Il Benevento adesso deve tagliare:
da Antei a Improta, quanti big in vendita

Venerdì 28 Agosto 2020 di Luigi Trusio
Con l'ingaggio di Lapadula (per il quale si attende solo la firma sul contratto triennale, slittata di qualche giorno ma si tratta di un dettaglio, arriverà nel fine settimana), salgono a quattro i nuovi innesti del Benevento per la stagione 2020/21 in Serie A. A Glik, Ionita e Foulon si aggiungerà l'attaccante italo-peruviano originario di Savelletri ma cresciuto a Torino. Significa altre tre caselle (il belga è nato a marzo del 1999 è quindi è da considerare un under) riservate agli over occupate rispetto alle 21 disponibili (17 da altri elementi della rosa + le 4 destinate ai calciatori cresciuti nel vivaio di un altro club nazionale) per un totale di 21 esclusi i portieri. Per i quali c'è la possibilità di inserirne o farne uscire uno dall'elenco consegnato in Figc anche ogni settimana, a seconda delle esigenze.

Il Benevento attualmente ha in organico tre portieri over (Montipò, Manfredini e Gori) e dovrà di volta in volta indicarne due da utilizzare per quella specifica gara, mentre l'altro uscirà temporaneamente dalla rosa quella settimana. Quei due portieri in lista (appare quantomeno complicato portare il 17enne Lucatelli, che è un under, faranno comunque cumulo con gli altri, per cui in questo momento siamo già a 23 elementi: troppi. Vuol dire che ce ne sono già due in più in un momento in cui il calciomercato non si apre ancora ufficialmente (il via è programmato per il primo settembre, la chiusura il 5 ottobre). E chissà ancora quanti altri ce ne saranno in previsione dell'acquisto di almeno altre 4/5 elementi senza contare eventuali under.

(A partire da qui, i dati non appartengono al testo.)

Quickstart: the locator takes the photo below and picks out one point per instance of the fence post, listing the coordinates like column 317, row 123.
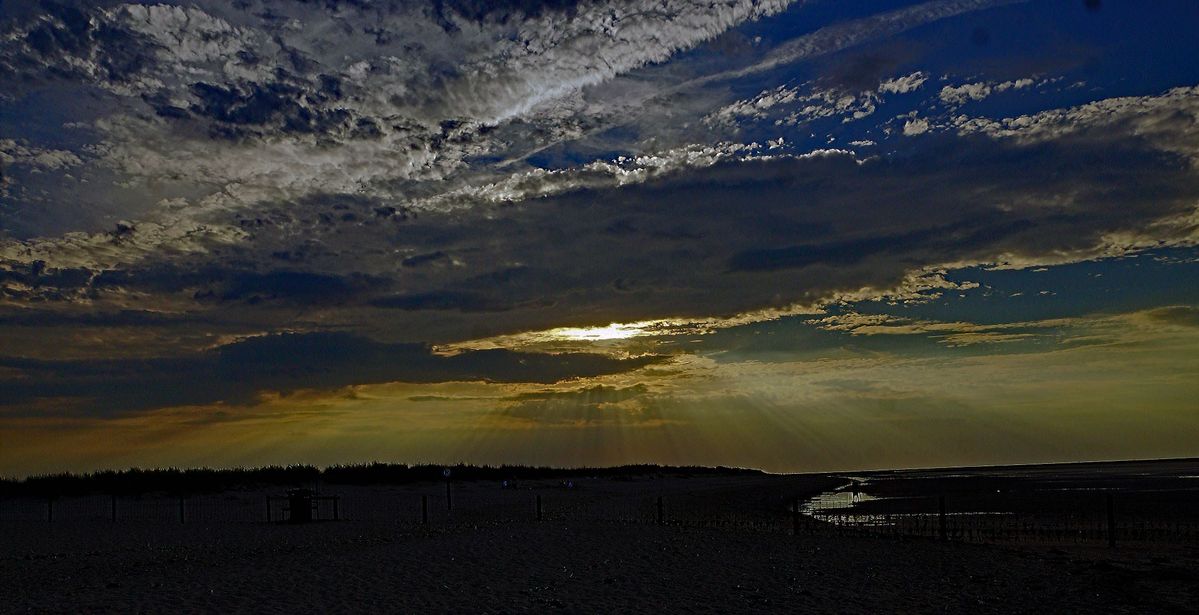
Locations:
column 941, row 530
column 1112, row 522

Sono in corso trattative per Gervinho (col Parma potrebbe sbloccarsi da un momento all'altro), Bonaventura (attesa risposta tra domenica e martedì), Zajc, Grujic e Saponara. Sky Sport riferisce addirittura di un tentativo con la Roma per Kluivert che non sarebbe andato a segno, ma per adesso non ci sono riscontri. Chieste info al Parma anche per la punta Cornelius, che i ducali hanno in prestito biennale dall'Atalanta, con riscatto obbligatorio a 7 milioni.

Pasquale Foggia sta cercando di piazzare i prossimi due colpi, che potrebbero essere proprio l'ivoriano del Parma e il jolly di centrocampo svincolato dal Milan, ma contestualmente ha la necessità di sfoltire. Bisognerà fare delle scelte dolorose, comunicando a componenti del gruppo che ha conquistato la Serie A, ragazzi che hanno contribuito a inchiodare una lunga serie di record, che per loro non c'è più posto. Una mano in tal senso potrebbe arrivare dalle richieste, ma finora non è che ne siano giunte parecchie.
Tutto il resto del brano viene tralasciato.